Machine learning algorithms enabled us to detect high-risk patients based on their medical history. The long short-term memory-based algorithm outperformed in the within test (F1-score=.772, external test F1-score=.613), and the random forest-based algorithm of risk prediction showed better performance over other machine learning algorithms concerning generalization (within test F1-score=.757, external test F1-score=.705). Concerning the number of features, in the within test, the long short-term memory-based algorithms outperformed regardless of the number of features. However, in the external test, the random forest-based algorithm was the best, irrespective of the number of features it encountered.

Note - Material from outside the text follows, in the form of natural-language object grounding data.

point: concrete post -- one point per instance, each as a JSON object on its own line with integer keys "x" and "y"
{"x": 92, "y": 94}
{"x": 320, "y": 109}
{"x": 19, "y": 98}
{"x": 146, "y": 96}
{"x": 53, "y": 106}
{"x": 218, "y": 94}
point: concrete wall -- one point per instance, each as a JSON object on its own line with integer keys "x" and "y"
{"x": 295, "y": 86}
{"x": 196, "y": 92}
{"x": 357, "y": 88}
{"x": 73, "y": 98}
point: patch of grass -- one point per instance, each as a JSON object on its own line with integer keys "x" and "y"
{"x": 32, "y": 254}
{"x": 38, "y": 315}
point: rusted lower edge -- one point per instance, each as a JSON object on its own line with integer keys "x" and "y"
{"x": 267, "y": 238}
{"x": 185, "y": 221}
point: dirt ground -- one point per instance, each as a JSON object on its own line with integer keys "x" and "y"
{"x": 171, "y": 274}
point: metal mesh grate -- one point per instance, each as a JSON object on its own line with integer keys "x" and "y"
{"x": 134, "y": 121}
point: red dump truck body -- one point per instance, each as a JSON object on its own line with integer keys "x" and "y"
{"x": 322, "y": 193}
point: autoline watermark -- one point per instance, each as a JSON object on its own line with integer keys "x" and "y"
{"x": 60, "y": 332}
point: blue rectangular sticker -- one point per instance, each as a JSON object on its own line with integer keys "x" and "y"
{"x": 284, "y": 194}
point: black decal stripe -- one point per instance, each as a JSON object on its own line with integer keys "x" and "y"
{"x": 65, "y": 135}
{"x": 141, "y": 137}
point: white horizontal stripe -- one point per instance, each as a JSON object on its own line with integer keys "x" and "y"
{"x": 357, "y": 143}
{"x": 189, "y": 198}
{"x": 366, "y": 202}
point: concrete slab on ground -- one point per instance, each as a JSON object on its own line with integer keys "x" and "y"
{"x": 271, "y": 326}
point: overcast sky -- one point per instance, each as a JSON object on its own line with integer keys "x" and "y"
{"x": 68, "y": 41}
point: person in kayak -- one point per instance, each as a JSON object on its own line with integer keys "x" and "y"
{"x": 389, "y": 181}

We developed and compared machine learning models predicting high-risk vascular diseases in hypertensive patients so that they may manage their blood pressure based on their risk level. By relying on the prediction model, a government can predict high-risk patients at the nationwide level and establish health care policies in advance.
慢性病的预防和管理是国家健康维护计划的主要目标。以前广泛使用的筛查工具,如健康风险评估,由于其局限性,如静态特征、可及性和普遍性,在实现这一目标方面受到限制。高血压是需要通过全国性健康维护计划进行管理的最重要的慢性病之一,医疗保健提供者应告知患者高血压引起并发症的风险。
我们的目标是开发并比较预测高血压患者高危血管疾病的机器学习模型,以便他们能够根据风险水平管理血压。
我们使用了全国样本队列的12年纵向数据集,其中包含514,866名患者的数据,并允许跟踪韩国所有医疗保健提供者的患者病史(N = 51,920)。为确保我们模型的普遍性,我们使用了由国民健康保险服务局发布的另一个包含100万不同患者的全国样本队列数据集进行外部验证。从每个数据集中,我们获取了74,535名和59,738名原发性高血压患者的数据,并开发了用于预测心血管和脑血管事件的机器学习模型。开发并比较了六种机器学习模型,以根据验证指标评估性能。
机器学习算法使我们能够根据患者病史检测高危患者。基于长短期记忆的算法在内部测试中表现最佳(F1分数 = 0.772,外部测试F1分数 = 0.613),基于随机森林的风险预测算法在普遍性方面比其他机器学习算法表现更好(内部测试F1分数 = 0.757,外部测试F1分数 = 0.705)。关于特征数量,在内部测试中,基于长短期记忆的算法无论特征数量多少都表现最佳。然而,在外部测试中,基于随机森林的算法是最好的,无论遇到的特征数量如何。
我们开发并比较了预测高血压患者高危血管疾病的机器学习模型,以便他们能够根据风险水平管理血压。通过依赖预测模型,政府可以在全国范围内预测高危患者,并提前制定医疗保健政策。